Nach Abhörskandal in Italien 21 Festnahmen

Die Ermittlungen der Staatsanwälte rücken Marco Tronchetti Provera, den frisch zurückgetretenen Chef der Telecom Italia, ins Zwielicht: Sein Unternehmen soll ein illegales Spionagenetz aufgezogen haben. 18 Personen kamen in Untersuchungshaft, gegen drei wurde Hausarrest verhängt, gegen weitere vier wird ermittelt. Die Vorwürfe: gravierende Verletzungen von Datenschutz und Privatsphäre, Bildung einer kriminellen Vereinigung, Geldwäsche und Korruption. Italienische Politiker, Kommentatoren und Wirtschaftsmanager äußern sich entsetzt und sprechen von einem „Anschlag auf die Demokratie“.
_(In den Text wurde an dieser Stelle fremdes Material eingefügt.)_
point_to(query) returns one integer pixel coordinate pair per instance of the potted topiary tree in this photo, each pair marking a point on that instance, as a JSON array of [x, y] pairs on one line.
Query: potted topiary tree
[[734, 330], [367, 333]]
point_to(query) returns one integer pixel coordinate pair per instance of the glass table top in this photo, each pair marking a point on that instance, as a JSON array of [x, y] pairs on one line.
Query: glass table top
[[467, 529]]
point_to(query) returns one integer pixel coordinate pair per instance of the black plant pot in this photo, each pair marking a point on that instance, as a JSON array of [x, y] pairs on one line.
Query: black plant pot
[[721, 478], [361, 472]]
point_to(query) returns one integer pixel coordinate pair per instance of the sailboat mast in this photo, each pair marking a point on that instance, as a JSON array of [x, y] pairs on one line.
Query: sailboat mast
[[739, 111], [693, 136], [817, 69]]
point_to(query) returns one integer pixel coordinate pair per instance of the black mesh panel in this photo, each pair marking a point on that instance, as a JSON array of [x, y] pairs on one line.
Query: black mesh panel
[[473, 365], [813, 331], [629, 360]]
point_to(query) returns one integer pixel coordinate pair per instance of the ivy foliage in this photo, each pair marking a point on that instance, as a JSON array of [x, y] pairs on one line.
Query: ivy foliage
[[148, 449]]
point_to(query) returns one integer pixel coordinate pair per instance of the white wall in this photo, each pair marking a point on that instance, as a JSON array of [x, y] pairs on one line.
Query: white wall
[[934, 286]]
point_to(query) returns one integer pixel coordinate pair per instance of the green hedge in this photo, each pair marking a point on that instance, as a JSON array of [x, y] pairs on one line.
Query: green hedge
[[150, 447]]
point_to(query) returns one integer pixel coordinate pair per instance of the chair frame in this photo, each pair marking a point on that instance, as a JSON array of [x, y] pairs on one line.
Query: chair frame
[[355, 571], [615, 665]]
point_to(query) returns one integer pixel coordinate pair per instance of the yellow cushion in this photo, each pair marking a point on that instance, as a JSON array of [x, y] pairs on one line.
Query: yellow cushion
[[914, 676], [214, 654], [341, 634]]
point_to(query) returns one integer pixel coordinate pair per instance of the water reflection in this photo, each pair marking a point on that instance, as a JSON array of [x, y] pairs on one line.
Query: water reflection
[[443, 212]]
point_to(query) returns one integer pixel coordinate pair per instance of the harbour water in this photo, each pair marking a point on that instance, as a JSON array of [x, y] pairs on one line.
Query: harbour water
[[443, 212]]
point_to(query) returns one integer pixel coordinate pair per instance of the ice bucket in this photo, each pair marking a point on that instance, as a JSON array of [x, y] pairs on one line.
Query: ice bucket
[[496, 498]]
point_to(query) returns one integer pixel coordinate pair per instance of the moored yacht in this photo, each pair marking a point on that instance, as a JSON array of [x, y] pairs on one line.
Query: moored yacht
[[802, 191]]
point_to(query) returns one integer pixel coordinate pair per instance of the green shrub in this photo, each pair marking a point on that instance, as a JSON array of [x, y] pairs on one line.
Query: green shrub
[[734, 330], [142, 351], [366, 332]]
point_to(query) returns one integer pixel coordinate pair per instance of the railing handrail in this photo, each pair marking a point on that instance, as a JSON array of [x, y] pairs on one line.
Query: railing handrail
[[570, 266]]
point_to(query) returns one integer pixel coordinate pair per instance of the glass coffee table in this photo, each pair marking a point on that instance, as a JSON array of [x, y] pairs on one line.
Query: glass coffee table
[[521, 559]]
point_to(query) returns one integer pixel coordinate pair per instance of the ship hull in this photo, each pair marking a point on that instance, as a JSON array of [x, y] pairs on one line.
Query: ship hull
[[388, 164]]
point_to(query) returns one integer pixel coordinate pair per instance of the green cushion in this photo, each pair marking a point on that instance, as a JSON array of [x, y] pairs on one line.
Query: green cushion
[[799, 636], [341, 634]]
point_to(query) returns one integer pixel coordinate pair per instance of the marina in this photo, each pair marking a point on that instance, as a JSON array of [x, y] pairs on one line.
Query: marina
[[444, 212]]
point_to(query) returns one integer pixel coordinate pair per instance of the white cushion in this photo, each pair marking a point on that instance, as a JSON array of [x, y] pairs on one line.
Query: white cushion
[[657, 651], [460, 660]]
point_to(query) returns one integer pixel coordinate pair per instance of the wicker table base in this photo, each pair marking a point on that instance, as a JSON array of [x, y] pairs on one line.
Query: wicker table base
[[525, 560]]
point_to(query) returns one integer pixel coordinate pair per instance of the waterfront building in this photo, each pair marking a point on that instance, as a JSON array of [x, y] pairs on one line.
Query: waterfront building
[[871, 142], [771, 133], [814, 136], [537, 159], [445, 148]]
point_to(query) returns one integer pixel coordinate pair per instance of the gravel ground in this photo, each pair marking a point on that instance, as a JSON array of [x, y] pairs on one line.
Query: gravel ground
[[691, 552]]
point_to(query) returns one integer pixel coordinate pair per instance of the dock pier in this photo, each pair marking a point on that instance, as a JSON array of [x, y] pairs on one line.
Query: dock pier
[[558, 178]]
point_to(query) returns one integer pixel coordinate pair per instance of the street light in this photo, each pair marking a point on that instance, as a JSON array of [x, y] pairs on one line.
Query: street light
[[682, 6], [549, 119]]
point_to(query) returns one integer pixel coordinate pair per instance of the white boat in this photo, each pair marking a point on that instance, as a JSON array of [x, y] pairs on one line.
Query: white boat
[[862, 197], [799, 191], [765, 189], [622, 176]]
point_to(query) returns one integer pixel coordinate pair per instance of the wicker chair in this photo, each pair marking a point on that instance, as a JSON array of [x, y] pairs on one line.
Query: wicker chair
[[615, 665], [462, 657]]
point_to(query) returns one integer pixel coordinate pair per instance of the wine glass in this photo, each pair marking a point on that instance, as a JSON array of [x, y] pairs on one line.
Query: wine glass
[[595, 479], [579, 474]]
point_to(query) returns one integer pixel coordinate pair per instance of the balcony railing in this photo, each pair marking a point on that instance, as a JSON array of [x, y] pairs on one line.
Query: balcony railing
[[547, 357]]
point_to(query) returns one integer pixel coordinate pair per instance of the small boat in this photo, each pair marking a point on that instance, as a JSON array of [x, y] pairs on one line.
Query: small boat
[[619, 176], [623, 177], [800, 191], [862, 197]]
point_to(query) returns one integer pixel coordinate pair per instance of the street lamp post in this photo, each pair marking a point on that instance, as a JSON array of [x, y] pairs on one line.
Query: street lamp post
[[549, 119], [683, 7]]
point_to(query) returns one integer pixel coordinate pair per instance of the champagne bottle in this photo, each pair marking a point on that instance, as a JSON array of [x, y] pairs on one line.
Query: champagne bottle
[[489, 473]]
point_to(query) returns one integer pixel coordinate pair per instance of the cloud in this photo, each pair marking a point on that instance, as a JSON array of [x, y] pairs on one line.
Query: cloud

Mit ihren technischen Mitteln, die sie der Polizei auch für legale Ermittlungen zur Verfügung stellte, soll das „Sicherheitsbüro“ des italienischen Telefon-Marktführers auch in eigenem Interesse spioniert haben. Überwacht wurden, so die Mailänder Staatsanwaltschaft, an die zehntausend Italiener – Konzernchefs, Bankmanager und Sportfunktionäre, Politiker, Journalisten, Künstler und Showstars, Konkurrenten und sogar eigene Geschäftspartner wie die Familie Benetton, Vertriebsfirmen und Zulieferer, nicht zuletzt Personen, die sich auf eine Stelle bei der Telecom oder beim Reifenmulti Pirelli bewarben. Denn beide Unternehmen hörten auf das Kommando von Provera. Der Sicherheitschef der Telecom, Giuliano Tavaroli, arbeitete bei den Abhöraktionen eng mit einer privaten Detektei aus der Toskana zusammen – die angeblich 20 Millionen Euro Honorar wurden über karibische Steuerparadiese und helvetische Tarnkonten von Mailand nach Florenz geschleust.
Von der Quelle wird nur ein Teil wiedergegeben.